- Main Contractor:IMOS Brno, a.s.
- Contractor (Project Manager):Petr Groda
- Acoustics Sound:AVT Group a. s.
- Acoustician:Martin Vondrášek
- Contractor For Foil Facade:IzoDol s.r.o. Jiří Doležal
- Project Manager:Sidon Schlehr
- Site Area:2600 m2
- Total Gross Floor Area:5450 m2
- Award:EU Mies Award 2019 Nominee
- Client:Leoš Válka
- Architects Team:Petr Hájek, Tereza Keilová, Cornelia Klien, Benedikt Markel, Martin Stoss
- City:Prague 7
- Country:Czech Republic
Text description provided by the architects. The DOX+ complex of buildings expands the DOX Contemporary Art Centre in Prague, the Czech Republic. The original complex focusing on exhibition areas was expanded by special areas for dance, music, film and a school of architecture. DOX+ consist of three buildings: administrative with the school of architecture, an experimental music and dance hall and a dance rehearsal room. The buildings are a single unit from the architectural aspect and this principle is symbolically expressed by the unified grey color and fluid interconnection of all parts into one whole. As a result, the complex can be perceived as a single structured statue.
The administrative area, with entrance lobby, club, and restaurant, serves as the ARCHIP school of architecture. This building originated on the basis of a renovation of the original building dating from the 1970s, and the typological arrangement of its inner core and open layout have been preserved. Renovation of the interior respects the materials used at the time the building was constructed (linoleum, wood veneer doors, terrazzo....).

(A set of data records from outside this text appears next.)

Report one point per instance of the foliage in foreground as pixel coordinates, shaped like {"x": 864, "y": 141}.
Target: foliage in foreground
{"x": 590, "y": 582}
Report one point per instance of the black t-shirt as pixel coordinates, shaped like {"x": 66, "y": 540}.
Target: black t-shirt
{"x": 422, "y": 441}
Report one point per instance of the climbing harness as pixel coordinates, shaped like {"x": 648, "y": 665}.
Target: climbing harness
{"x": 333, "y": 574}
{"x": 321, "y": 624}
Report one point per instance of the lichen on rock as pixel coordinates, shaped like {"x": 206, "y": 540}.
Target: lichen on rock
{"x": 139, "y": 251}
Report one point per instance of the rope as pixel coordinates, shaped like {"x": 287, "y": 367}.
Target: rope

The experimental music and dancehall and dance rehearsal room are cast using béton brut. The reinforced concrete buildings are “clothed” in a soft façade which protects them against freezing or overheating. The insulating wool is covered in a flexible insulating membrane which is anchored to the concrete in the pattern of a regular grid. The façade absorbs residual noise escaping from the hall and reduces the acoustic burden on the residential courtyard. Thanks to the pattern, which is based on furniture upholstery, the halls are reminiscent of two large sofas. An upholstered furniture pattern was chosen for its effectiveness in distributing tensile forces along the surface of the fabric. Enlargement of this pattern had no negative effect on its structural properties and, as a result, the plastic film does not tear in extremely cold weather as it shrinks, and tension is not lost when surface temperatures rise in the sunlight.
The hall has variable acoustics and can be compared to a musical instrument which can be tuned depending on the needs of the specific performance. The rotating three-walled under-ceiling panels and foyers are used for this. The three-walled panels are supported by a sound absorbent, diffuse and reflective surface and can be rotated to modify the acoustic properties of the ceiling, thereby changing the acoustic parameters of the entire hall. In order to extend the fadeout effect, the main hall is surrounded by a ring of foyers which can be used as fadeout chambers in the case of special performances. The addition of these areas to the volume of the main hall results in a significant extension of the fadeout period particularly in the lower frequencies.
The square floor plan also means there was no need to clad the walls in acoustic paneling. The hall has seating for 550 guests and has become famous for its acoustics during its brief existence. It is currently also used as a reference recording studio. The roof of the hall is a grassy meadow used for relaxation, outdoor installations or simply as a place for outdoor performances. There is a suspended bridge over the auditorium for acrobatic dancing. The dance rehearsal room has a floor plan with dimensions identical to the stage in the main hall. It “dances” above the inner courtyard on diagonal columns. The geometry of these columns is not random but avoids the traffic plan and technical installations below the floor tile.